Live Loader events are recorded by CDC, but Bulk Loader events aren’t.

CDC events are based on changes to Raft logs. So, if the sink is unreachable by the Alpha leader node, then Raft logs expand as events are collected on that node until the sink is available again.

You should enable CDC on all Rhize Alpha nodes to avoid interruptions in the stream of CDC events.

Enable CDC with Kafka sink

Kafka records CDC events under the libre-cdc topic. The topic must be created before events are sent to the broker. To enable CDC and sink events to Kafka, start Dgraph Alpha with the --cdc command and the sub-options shown below, as follows:

dgraph alpha --cdc "kafka=kafka-hostname:port; sasl-user=tstark; sasl-password=m3Ta11ic"

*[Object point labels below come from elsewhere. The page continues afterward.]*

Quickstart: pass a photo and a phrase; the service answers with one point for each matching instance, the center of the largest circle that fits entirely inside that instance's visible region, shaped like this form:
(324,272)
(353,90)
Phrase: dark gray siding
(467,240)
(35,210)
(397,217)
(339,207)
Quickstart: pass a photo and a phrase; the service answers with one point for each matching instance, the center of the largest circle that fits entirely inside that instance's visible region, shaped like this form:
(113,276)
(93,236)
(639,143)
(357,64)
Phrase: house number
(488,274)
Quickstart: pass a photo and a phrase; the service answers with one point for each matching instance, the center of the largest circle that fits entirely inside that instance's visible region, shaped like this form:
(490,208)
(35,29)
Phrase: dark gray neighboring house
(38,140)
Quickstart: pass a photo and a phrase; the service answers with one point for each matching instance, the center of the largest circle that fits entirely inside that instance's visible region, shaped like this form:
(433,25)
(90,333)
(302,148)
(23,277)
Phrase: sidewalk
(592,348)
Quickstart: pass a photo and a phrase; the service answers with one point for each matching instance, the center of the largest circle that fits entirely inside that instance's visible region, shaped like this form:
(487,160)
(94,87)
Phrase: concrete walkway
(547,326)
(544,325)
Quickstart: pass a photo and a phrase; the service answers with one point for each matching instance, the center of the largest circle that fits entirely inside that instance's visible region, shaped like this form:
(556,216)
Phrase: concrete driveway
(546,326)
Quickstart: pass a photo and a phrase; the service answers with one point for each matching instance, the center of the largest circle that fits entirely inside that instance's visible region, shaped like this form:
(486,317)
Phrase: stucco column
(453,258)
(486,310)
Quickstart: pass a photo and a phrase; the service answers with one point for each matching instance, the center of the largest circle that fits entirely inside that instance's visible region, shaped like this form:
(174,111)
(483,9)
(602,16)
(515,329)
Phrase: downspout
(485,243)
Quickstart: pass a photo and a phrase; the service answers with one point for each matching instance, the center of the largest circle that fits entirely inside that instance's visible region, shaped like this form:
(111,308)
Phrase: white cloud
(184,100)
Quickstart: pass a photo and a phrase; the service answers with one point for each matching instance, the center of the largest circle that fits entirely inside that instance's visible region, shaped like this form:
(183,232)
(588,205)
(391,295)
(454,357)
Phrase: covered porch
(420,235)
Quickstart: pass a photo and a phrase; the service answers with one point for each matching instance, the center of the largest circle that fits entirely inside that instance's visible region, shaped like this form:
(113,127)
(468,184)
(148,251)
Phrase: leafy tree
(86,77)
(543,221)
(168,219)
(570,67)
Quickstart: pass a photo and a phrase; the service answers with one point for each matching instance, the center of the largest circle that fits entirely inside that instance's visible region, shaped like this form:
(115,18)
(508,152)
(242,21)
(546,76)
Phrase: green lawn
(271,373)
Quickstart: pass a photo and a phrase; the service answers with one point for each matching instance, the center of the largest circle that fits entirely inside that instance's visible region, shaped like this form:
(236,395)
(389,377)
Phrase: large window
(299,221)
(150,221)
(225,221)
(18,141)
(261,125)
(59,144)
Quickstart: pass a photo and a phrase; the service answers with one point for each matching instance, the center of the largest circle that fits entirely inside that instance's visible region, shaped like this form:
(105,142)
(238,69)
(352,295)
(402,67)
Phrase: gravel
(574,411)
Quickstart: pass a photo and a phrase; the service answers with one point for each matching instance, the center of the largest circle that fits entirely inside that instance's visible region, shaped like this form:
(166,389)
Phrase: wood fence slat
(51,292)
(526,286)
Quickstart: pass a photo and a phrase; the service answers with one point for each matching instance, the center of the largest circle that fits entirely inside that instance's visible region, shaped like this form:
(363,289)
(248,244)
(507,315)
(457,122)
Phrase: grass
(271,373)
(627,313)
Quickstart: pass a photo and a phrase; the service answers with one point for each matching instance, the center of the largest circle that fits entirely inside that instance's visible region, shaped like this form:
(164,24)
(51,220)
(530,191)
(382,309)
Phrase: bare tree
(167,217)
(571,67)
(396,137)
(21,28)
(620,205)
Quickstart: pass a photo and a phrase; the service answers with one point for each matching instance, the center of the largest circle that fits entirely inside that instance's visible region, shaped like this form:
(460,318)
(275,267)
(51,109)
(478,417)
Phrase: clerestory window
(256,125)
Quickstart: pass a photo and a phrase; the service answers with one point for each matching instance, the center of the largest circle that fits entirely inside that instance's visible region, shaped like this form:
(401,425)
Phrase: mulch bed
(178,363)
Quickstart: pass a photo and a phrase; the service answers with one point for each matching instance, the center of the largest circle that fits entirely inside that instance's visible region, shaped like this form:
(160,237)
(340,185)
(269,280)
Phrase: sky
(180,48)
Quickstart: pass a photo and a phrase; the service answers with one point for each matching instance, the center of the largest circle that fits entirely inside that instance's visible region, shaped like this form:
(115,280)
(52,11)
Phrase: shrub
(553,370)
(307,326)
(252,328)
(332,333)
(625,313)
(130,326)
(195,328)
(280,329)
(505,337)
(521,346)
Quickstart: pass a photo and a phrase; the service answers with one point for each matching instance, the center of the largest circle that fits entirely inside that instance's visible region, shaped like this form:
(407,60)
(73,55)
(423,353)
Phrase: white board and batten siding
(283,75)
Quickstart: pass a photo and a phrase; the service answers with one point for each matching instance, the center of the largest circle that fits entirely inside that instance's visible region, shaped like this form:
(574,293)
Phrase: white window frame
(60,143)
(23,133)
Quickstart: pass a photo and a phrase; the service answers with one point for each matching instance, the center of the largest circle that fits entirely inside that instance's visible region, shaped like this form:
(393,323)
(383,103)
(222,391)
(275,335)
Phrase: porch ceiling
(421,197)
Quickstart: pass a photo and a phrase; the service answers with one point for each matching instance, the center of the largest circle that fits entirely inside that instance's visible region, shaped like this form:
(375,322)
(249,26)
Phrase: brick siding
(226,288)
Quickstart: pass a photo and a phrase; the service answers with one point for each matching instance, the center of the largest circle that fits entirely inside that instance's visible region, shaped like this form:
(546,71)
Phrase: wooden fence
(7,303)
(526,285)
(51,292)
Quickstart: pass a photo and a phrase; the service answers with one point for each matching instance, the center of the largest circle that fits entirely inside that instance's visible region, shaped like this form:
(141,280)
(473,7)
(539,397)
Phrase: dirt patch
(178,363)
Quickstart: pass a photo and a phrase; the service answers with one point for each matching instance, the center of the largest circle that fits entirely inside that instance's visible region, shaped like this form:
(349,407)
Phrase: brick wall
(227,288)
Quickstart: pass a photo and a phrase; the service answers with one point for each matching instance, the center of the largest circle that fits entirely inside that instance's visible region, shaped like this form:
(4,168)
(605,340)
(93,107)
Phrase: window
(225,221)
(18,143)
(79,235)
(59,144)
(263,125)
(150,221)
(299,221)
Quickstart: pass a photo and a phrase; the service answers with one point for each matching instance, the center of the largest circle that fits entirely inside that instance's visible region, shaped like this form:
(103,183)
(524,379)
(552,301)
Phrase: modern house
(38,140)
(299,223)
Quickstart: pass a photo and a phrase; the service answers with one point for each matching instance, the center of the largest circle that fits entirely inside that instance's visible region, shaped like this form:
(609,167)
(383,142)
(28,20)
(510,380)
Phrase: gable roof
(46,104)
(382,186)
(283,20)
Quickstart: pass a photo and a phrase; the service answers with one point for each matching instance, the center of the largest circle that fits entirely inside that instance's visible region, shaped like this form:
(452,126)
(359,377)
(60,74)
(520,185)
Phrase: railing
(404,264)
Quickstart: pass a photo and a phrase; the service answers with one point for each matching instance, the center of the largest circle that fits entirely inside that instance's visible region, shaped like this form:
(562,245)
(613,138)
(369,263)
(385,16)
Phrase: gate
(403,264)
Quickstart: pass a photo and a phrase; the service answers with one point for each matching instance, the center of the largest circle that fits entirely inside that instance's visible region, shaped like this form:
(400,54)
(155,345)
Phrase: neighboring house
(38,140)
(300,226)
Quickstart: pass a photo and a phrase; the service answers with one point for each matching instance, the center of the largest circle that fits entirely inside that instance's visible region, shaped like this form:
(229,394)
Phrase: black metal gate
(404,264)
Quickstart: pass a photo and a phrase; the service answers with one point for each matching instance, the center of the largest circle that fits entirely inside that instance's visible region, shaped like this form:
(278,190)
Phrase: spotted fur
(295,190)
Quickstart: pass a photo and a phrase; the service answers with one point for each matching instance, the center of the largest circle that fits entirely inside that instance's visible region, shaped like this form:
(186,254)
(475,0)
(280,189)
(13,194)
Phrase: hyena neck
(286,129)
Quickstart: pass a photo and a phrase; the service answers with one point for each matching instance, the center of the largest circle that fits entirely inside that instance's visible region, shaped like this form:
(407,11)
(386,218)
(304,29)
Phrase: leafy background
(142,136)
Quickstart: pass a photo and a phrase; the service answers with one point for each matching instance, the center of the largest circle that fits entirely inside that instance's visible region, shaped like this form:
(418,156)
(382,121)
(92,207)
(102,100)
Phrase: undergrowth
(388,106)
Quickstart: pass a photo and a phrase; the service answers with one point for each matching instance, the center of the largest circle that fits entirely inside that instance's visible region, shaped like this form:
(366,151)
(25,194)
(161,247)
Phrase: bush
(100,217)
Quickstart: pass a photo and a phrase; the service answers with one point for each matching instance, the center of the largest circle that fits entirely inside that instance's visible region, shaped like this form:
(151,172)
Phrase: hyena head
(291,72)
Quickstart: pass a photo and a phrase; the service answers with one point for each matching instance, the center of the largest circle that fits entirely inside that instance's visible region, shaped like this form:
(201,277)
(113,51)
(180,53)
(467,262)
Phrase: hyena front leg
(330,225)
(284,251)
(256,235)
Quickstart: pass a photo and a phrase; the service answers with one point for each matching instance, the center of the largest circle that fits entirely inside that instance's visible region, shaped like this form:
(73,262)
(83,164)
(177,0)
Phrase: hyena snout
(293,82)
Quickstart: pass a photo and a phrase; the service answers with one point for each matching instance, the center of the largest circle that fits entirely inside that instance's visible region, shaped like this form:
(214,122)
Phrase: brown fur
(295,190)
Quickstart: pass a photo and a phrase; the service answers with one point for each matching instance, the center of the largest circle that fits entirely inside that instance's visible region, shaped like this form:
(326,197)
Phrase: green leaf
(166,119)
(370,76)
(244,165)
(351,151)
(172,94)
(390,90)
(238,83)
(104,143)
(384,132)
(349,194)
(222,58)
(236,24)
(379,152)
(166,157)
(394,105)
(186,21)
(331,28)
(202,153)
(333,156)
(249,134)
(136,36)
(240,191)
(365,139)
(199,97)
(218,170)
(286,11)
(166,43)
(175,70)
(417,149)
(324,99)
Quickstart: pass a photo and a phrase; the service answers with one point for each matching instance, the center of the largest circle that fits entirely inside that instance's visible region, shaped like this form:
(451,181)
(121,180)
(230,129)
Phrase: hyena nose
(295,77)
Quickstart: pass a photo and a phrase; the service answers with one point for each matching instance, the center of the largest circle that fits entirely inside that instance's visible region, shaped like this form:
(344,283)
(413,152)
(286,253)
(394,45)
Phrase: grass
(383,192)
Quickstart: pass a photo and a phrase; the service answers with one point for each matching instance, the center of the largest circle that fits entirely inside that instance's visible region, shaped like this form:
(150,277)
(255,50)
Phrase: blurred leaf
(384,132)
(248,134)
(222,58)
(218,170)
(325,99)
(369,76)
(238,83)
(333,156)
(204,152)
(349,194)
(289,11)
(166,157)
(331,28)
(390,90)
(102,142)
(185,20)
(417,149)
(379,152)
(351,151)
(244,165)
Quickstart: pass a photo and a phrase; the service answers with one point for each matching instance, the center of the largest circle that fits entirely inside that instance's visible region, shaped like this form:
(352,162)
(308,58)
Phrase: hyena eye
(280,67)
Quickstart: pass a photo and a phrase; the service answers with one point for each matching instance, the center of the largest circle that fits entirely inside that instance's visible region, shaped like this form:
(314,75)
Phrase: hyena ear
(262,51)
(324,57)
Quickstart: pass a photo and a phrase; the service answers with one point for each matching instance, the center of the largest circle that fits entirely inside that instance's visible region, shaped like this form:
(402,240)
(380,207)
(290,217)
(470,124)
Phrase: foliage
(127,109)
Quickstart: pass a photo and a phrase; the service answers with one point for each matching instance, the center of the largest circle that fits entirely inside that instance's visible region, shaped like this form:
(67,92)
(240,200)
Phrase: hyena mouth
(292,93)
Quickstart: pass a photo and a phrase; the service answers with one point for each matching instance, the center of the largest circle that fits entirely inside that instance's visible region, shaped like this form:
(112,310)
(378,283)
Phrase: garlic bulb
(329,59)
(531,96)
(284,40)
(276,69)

If you use Kafka on the localhost without SASL authentication, you can just specify the hostname and port used by Kafka, as follows:

dgraph alpha --cdc "localhost:9092"

If the Kafka cluster to which you are connecting requires TLS, the ca-cert option is required. Note that this certificate can be self-signed.

Enable CDC with file sink

To enable CDC and sink results to a local unencrypted file, start Dgraph Alpha with the --cdc command and the sub-option shown below, as follows:

dgraph alpha --cdc "file=local-file-path"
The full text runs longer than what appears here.